Low temperature magnetoresistance of dirty thin films and quantum wires near a parallel-field-tuned superconducting quantum phase transition

TL;DR

This paper investigates how superconducting fluctuations affect the low temperature magnetoresistance in dirty thin films and wires near a quantum phase transition, revealing non-monotonic behavior due to competing effects.

Contribution

It provides a detailed analysis of superconducting fluctuation corrections to conductivity near a quantum phase transition in low-dimensional systems.

Findings

Superconducting fluctuation corrections are of the same order at zero temperature.

Negative magnetoresistance occurs in the quantum regime.

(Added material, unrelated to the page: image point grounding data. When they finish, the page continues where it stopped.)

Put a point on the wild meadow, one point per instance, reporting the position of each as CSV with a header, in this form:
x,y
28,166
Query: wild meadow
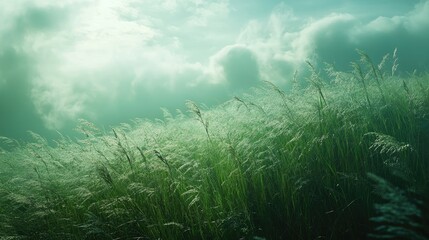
x,y
341,155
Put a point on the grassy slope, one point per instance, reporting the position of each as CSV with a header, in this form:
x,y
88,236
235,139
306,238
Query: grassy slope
x,y
271,165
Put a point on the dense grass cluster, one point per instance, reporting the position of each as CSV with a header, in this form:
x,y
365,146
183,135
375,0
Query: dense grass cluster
x,y
342,158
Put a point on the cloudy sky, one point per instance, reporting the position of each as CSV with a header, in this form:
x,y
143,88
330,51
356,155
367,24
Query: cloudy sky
x,y
111,61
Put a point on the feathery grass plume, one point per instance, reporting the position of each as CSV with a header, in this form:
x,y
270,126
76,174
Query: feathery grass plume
x,y
242,102
104,173
317,83
395,62
386,144
87,128
122,148
193,107
399,217
364,58
358,72
295,82
282,95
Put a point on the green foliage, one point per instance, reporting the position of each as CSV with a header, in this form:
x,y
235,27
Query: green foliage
x,y
271,165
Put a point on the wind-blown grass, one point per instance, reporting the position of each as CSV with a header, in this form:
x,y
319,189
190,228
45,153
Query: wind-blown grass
x,y
347,161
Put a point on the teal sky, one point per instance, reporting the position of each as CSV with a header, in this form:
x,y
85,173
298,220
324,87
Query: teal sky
x,y
111,61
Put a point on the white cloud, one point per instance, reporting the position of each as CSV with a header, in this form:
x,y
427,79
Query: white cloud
x,y
112,52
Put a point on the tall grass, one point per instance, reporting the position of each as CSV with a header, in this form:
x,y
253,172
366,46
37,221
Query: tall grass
x,y
349,162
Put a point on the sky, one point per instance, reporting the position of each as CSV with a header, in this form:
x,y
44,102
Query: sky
x,y
112,61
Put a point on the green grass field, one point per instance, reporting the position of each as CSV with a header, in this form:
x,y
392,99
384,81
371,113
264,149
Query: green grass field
x,y
339,156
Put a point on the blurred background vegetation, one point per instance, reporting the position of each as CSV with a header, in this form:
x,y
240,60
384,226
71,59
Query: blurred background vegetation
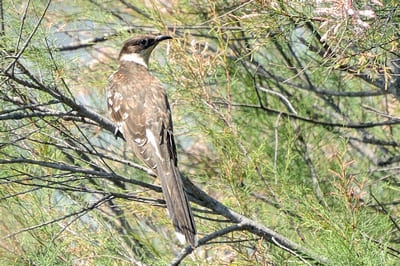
x,y
286,112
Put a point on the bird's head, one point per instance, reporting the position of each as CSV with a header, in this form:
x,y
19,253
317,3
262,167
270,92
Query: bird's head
x,y
139,48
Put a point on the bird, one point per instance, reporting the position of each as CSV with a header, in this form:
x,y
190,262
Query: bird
x,y
138,104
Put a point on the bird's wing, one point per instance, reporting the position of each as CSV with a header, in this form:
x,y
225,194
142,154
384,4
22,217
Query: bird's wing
x,y
141,107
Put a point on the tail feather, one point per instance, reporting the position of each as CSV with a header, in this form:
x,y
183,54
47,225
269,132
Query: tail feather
x,y
177,202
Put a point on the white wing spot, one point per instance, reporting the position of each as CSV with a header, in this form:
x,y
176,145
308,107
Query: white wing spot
x,y
116,108
152,139
118,96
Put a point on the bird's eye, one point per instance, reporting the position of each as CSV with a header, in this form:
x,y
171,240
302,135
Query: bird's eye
x,y
143,42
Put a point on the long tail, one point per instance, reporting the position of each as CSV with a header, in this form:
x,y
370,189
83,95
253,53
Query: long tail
x,y
177,202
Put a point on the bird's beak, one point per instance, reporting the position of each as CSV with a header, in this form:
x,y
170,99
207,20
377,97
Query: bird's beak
x,y
160,38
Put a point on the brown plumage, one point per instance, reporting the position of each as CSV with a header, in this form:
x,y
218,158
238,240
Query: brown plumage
x,y
138,103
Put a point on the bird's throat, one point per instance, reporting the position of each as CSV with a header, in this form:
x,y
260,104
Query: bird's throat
x,y
135,58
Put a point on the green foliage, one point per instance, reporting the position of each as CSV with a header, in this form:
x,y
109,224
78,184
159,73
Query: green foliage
x,y
260,91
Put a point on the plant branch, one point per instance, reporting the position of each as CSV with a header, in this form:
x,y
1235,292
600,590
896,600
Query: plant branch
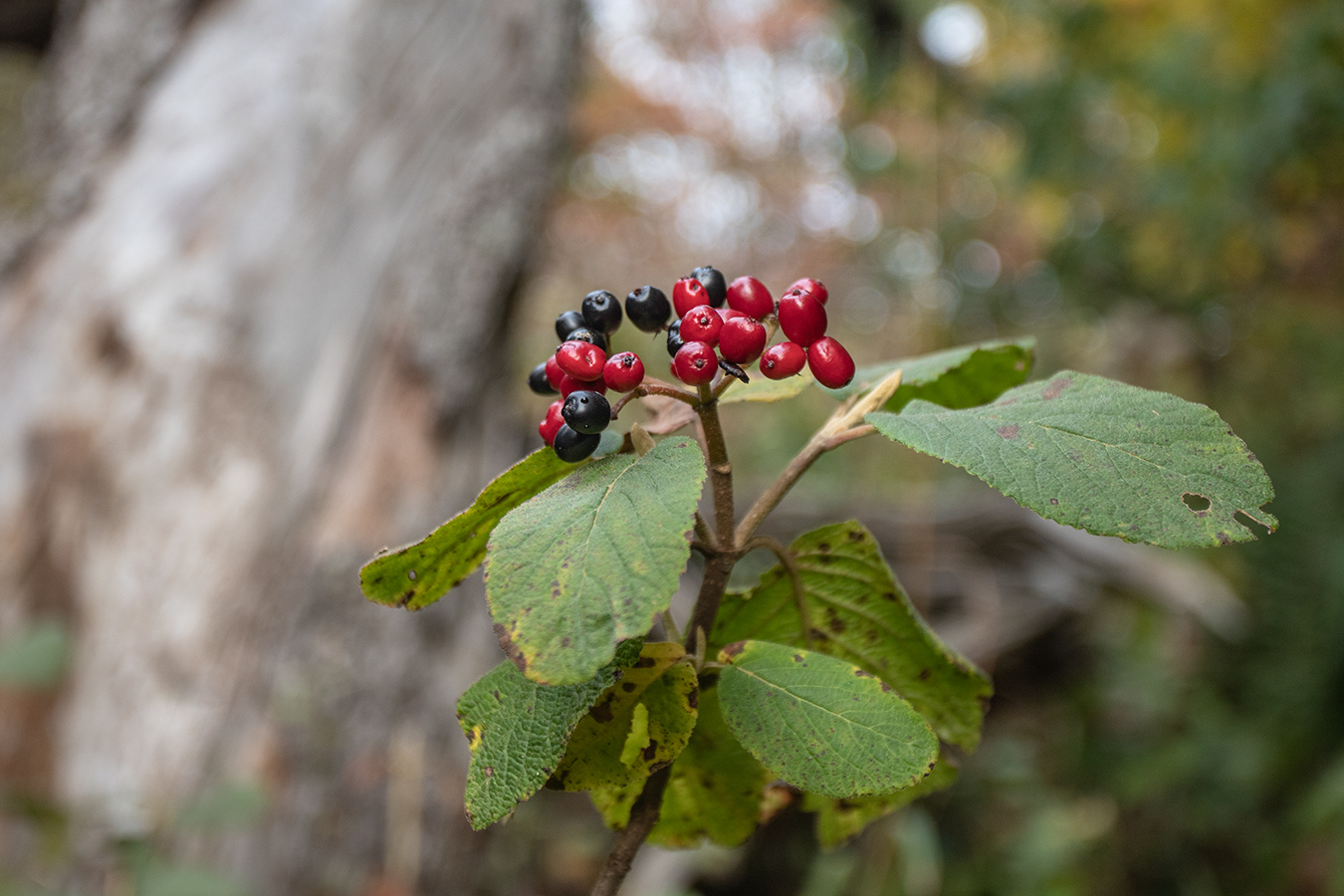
x,y
644,814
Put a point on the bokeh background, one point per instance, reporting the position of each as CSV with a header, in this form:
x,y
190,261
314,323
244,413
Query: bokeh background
x,y
1153,189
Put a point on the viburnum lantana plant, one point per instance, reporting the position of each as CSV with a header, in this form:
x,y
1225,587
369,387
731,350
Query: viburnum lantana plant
x,y
821,684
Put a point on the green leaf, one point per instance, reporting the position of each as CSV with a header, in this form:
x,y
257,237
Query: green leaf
x,y
820,723
636,727
517,731
593,560
956,377
714,790
419,573
1102,456
860,614
767,389
839,819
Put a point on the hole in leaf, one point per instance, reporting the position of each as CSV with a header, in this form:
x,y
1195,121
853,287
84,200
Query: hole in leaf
x,y
1197,503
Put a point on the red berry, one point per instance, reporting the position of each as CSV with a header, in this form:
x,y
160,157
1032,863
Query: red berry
x,y
553,372
624,371
701,324
553,422
829,362
741,340
580,360
802,319
749,296
783,360
687,293
570,384
695,362
808,285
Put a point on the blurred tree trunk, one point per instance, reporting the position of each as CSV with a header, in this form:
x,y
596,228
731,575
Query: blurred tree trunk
x,y
258,336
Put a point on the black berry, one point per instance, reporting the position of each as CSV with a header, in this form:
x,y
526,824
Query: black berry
x,y
567,323
715,287
648,308
586,411
572,446
602,312
538,381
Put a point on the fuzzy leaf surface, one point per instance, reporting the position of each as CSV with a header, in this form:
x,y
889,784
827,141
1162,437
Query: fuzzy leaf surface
x,y
860,614
419,573
636,727
517,731
593,560
1101,456
822,724
955,377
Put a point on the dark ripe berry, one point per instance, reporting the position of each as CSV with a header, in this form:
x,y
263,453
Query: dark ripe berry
x,y
829,362
580,360
586,411
648,310
695,362
749,296
702,324
587,335
622,371
602,312
813,287
572,446
553,372
742,340
567,323
715,287
783,360
568,385
686,295
802,319
552,423
675,340
537,380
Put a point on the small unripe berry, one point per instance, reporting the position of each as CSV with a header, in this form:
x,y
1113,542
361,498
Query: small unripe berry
x,y
783,360
686,295
742,340
622,372
702,324
695,362
580,360
802,319
829,362
749,296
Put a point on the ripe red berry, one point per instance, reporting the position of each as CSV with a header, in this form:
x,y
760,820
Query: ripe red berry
x,y
702,324
695,362
687,293
742,340
622,371
783,360
580,360
570,384
808,285
802,319
749,296
552,423
829,362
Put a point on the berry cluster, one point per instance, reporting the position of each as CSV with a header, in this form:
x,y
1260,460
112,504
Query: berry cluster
x,y
703,338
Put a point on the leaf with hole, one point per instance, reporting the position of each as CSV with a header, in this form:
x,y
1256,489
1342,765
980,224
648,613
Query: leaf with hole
x,y
517,731
1101,456
822,724
860,614
955,377
419,573
593,560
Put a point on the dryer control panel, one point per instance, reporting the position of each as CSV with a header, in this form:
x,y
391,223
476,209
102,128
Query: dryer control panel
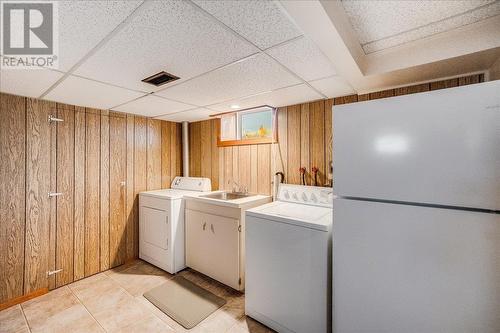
x,y
192,184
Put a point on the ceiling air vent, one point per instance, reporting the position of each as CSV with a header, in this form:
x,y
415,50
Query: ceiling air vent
x,y
160,78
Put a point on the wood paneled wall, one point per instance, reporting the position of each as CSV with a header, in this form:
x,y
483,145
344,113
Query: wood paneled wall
x,y
99,161
304,140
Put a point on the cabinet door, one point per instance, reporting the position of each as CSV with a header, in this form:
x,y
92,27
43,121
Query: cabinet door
x,y
223,236
196,241
212,246
117,183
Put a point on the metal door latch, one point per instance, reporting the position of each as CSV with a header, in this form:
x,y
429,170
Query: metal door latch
x,y
49,273
54,119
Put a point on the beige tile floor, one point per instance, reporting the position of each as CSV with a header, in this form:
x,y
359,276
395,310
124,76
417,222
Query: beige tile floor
x,y
112,301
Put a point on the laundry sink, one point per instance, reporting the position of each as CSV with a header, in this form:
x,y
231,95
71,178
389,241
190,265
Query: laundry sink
x,y
227,195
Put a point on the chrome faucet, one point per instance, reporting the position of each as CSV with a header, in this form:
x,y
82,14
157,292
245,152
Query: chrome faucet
x,y
241,189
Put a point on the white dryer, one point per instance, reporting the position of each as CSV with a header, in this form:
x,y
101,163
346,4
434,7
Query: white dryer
x,y
161,222
288,260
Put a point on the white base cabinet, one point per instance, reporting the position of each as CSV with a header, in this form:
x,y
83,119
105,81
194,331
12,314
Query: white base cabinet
x,y
213,246
215,237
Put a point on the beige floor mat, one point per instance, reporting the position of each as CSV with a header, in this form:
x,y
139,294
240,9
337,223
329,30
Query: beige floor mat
x,y
185,302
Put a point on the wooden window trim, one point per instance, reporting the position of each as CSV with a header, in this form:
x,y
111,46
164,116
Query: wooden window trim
x,y
245,142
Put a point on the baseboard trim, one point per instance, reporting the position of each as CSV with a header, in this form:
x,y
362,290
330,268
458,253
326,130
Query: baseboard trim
x,y
24,298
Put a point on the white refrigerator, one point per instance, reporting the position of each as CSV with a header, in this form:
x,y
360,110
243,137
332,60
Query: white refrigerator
x,y
416,220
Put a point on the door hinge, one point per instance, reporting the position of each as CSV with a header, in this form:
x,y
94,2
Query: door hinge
x,y
49,273
55,119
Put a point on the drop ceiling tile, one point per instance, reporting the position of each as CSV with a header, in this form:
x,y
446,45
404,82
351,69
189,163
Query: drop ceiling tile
x,y
281,97
376,21
190,115
261,22
27,82
304,58
171,36
334,86
79,91
83,24
151,106
251,76
435,28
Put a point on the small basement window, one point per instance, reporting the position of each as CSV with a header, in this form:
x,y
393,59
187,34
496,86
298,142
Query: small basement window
x,y
246,127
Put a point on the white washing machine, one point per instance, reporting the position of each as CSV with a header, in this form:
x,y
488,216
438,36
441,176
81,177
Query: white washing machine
x,y
288,260
161,222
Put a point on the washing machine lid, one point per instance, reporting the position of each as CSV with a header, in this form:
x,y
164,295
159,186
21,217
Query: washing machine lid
x,y
309,216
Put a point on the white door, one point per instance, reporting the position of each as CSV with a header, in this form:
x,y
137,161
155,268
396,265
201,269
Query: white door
x,y
224,250
440,147
401,268
196,240
154,235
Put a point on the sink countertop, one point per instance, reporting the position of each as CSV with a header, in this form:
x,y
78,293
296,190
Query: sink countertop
x,y
235,203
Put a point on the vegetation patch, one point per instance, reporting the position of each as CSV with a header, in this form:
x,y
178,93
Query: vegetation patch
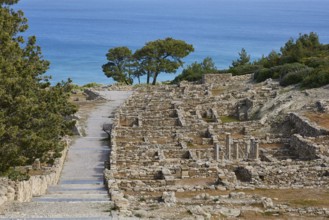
x,y
228,119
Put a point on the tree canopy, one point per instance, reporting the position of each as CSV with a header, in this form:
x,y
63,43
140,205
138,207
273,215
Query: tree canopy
x,y
156,57
33,114
195,71
119,65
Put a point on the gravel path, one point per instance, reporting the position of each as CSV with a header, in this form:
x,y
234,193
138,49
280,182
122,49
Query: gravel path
x,y
80,193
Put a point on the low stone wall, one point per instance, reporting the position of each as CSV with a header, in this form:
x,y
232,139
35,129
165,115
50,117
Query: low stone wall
x,y
303,149
23,191
216,78
305,128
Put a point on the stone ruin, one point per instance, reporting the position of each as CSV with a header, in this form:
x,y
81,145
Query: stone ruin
x,y
210,137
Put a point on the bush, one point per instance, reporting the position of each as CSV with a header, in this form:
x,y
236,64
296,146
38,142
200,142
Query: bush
x,y
295,77
245,69
18,176
262,74
316,79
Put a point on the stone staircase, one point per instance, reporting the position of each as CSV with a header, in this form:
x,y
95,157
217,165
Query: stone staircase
x,y
80,193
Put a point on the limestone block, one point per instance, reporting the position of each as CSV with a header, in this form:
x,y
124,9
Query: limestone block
x,y
169,198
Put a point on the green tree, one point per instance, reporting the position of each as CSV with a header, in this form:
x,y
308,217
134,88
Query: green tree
x,y
33,114
162,56
195,71
244,59
120,65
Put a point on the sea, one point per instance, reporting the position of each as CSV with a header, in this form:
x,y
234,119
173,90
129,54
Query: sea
x,y
75,35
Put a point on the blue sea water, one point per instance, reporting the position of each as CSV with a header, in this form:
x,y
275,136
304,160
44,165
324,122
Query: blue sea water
x,y
75,35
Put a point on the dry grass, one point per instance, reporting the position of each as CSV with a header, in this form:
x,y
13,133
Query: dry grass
x,y
228,119
296,197
320,119
272,146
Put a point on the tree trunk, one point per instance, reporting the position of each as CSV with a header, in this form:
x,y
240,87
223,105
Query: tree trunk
x,y
148,78
155,78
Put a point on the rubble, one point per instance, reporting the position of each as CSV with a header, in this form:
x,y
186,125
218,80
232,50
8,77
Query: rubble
x,y
217,138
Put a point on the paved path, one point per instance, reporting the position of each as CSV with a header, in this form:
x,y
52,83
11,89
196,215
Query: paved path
x,y
80,193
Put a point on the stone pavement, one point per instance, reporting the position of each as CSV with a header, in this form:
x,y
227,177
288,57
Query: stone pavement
x,y
80,193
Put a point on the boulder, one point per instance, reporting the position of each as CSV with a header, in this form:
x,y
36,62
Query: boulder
x,y
169,198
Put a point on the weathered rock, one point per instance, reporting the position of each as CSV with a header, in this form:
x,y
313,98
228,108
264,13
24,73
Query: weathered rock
x,y
267,203
228,212
169,198
198,211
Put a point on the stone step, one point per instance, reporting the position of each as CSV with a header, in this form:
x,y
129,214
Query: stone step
x,y
75,195
70,200
64,218
78,187
97,181
77,191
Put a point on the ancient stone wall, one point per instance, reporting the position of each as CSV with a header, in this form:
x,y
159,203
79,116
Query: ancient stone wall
x,y
303,149
216,78
305,128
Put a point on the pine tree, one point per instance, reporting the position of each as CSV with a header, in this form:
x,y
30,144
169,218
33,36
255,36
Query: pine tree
x,y
32,112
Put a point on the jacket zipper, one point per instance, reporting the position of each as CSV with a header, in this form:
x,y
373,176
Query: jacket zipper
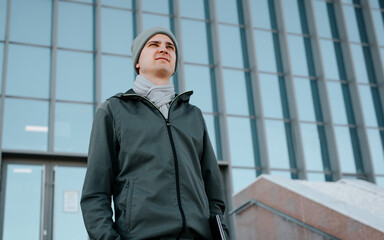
x,y
176,163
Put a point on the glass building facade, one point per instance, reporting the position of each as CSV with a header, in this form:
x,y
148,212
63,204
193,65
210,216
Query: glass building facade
x,y
287,87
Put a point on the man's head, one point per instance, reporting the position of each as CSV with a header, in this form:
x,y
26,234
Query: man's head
x,y
155,50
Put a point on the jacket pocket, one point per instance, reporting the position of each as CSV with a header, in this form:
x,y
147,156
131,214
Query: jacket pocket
x,y
129,204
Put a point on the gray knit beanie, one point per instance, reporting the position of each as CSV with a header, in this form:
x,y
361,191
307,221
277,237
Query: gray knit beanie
x,y
143,37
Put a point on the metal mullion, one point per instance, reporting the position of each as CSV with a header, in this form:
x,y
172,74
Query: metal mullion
x,y
261,150
362,138
52,108
223,122
328,148
98,57
180,83
290,92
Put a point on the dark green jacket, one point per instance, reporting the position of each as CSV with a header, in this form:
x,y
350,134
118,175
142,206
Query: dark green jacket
x,y
163,174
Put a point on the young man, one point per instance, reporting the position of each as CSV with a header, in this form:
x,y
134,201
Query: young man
x,y
150,151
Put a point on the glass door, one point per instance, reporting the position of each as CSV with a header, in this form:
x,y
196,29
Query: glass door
x,y
42,201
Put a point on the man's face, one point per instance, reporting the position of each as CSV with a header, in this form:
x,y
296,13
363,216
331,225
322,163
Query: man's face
x,y
158,57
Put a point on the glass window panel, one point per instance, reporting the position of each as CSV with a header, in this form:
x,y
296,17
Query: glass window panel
x,y
210,122
292,16
316,177
116,31
72,127
240,141
379,26
304,99
270,93
68,186
359,63
376,147
298,56
352,27
242,178
3,18
234,84
150,20
329,59
1,65
33,80
31,21
25,125
311,147
227,11
116,75
198,79
260,14
336,99
322,19
368,106
193,9
380,181
195,41
265,51
23,197
74,76
276,139
75,28
230,46
344,149
160,6
117,3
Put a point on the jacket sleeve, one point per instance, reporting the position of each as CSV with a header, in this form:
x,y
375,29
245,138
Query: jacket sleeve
x,y
213,181
98,183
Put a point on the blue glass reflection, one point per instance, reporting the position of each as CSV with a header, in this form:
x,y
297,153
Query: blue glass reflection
x,y
116,75
31,21
75,28
261,14
304,99
344,149
311,147
227,11
298,55
240,141
234,85
74,79
277,144
336,98
352,27
195,46
270,93
198,79
377,152
117,3
24,129
28,72
72,127
265,51
230,46
67,214
150,20
379,26
322,19
331,68
193,9
160,6
292,16
241,178
116,31
23,197
368,107
3,18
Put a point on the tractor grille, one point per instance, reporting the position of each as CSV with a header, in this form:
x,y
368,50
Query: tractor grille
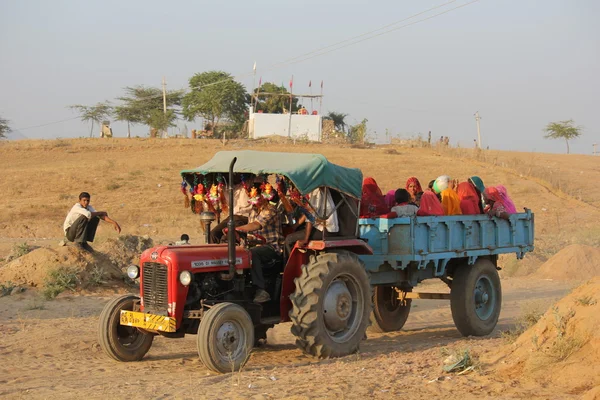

Non-monotonic magnetoresistance is predicted at higher temperatures.

Abstract

We study the low temperature magnetoresistance of dirty thin films and quantum wires close to a quantum phase transition from a superconducting to normal state, induced by applying a parallel magnetic field. We find that the different corrections (Aslamazov-Larkin, density of states and Maki-Thompson) to the normal state conductivity, coming from the superconducting pair fluctuations, are of the same order at zero temperature. There are three regimes at finite temperatures. In the "quantum" regime, which essentially shows a zero-temperature-like behavior we find a negative magnetoresistance. Since in the "classical" regime the correction is positive, we predict a non-monotonic magnetoresistance at higher temperatures.